In October of 2020, the Office of the Prime Minister of Iceland assembled a five-person committee tasked with authoring an AI policy for Iceland. Part of the process included soliciting comments from the public. In March IIIM submitted a 14-page report advising the committee on the subject. The committee has now delivered a final report that resulted from its work, which outlines policy suggestions. The Prime Minister plans to present the report to parliament later this month.
The report, titled “Stefna Íslands um gervigreind”, describes three pillars on which the AI policy for Iceland shall rest. The first is that AI should be for the benefit of everyone. The report points out that there are many potential situations in which decisions made by AI systems may have ethical and moral implications, and suggests guiding values along with a framework for evaluating such circumstances.

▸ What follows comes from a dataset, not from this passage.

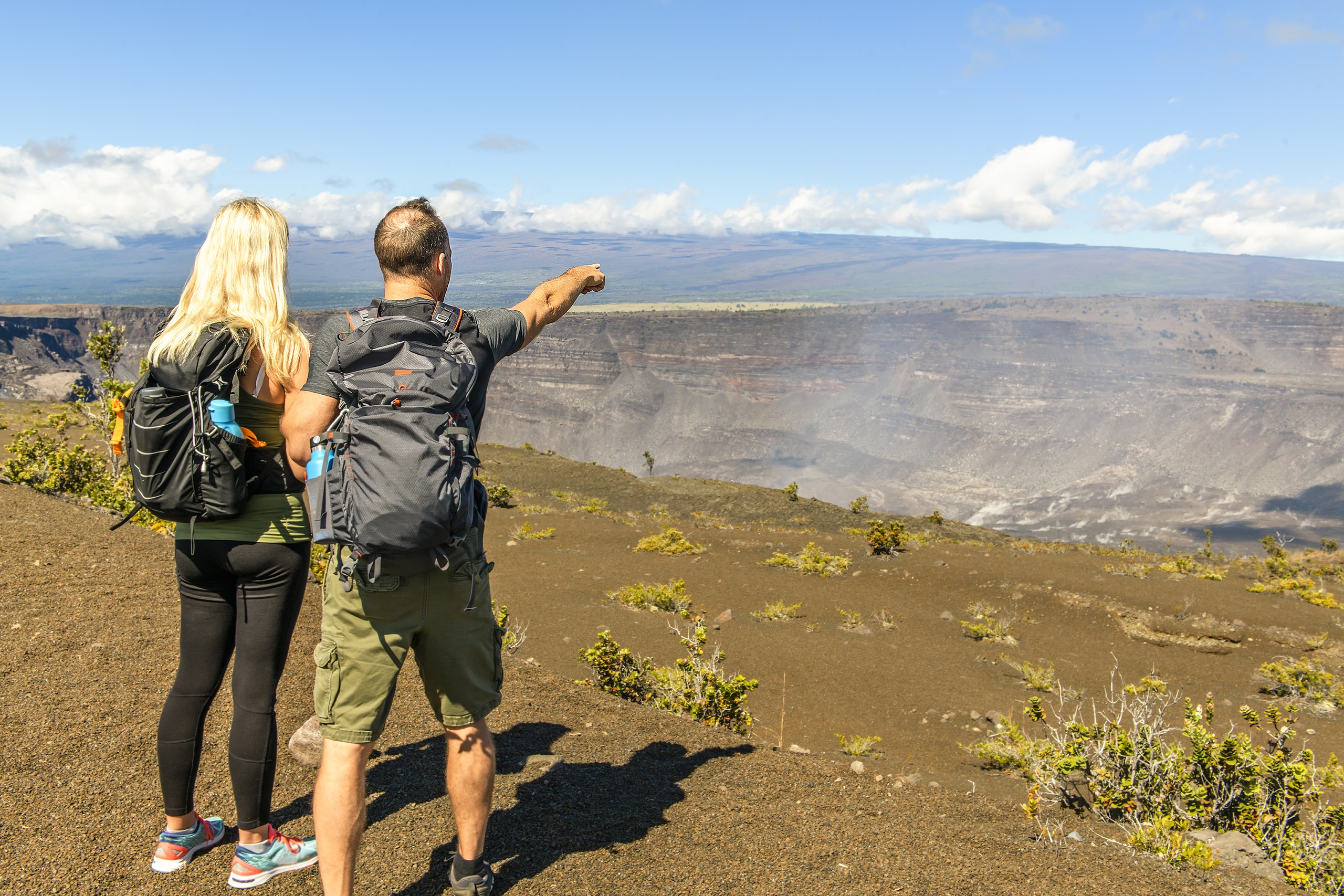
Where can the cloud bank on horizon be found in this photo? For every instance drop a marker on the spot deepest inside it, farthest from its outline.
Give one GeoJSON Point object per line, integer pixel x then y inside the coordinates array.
{"type": "Point", "coordinates": [101, 196]}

To ensure the competitiveness of Iceland’s private sector, which is the policy’s second pillar, the report suggests methods for supporting and incentivising increased digitization of industry. AI technologies are capable of enabling solutions to complex problems that have previously been uneconomical to solve using manpower in countries with a low population.
The third pillar is education. A future of continuous education, local expertise in AI, and opportunities for adapting AI technologies to Iceland’s industrial needs, needs to be ensured.
IIIM congratulates the government on this new policy, which is an important milestone to ensure that Iceland can participate in discussions and collaborations with other nations on these issues.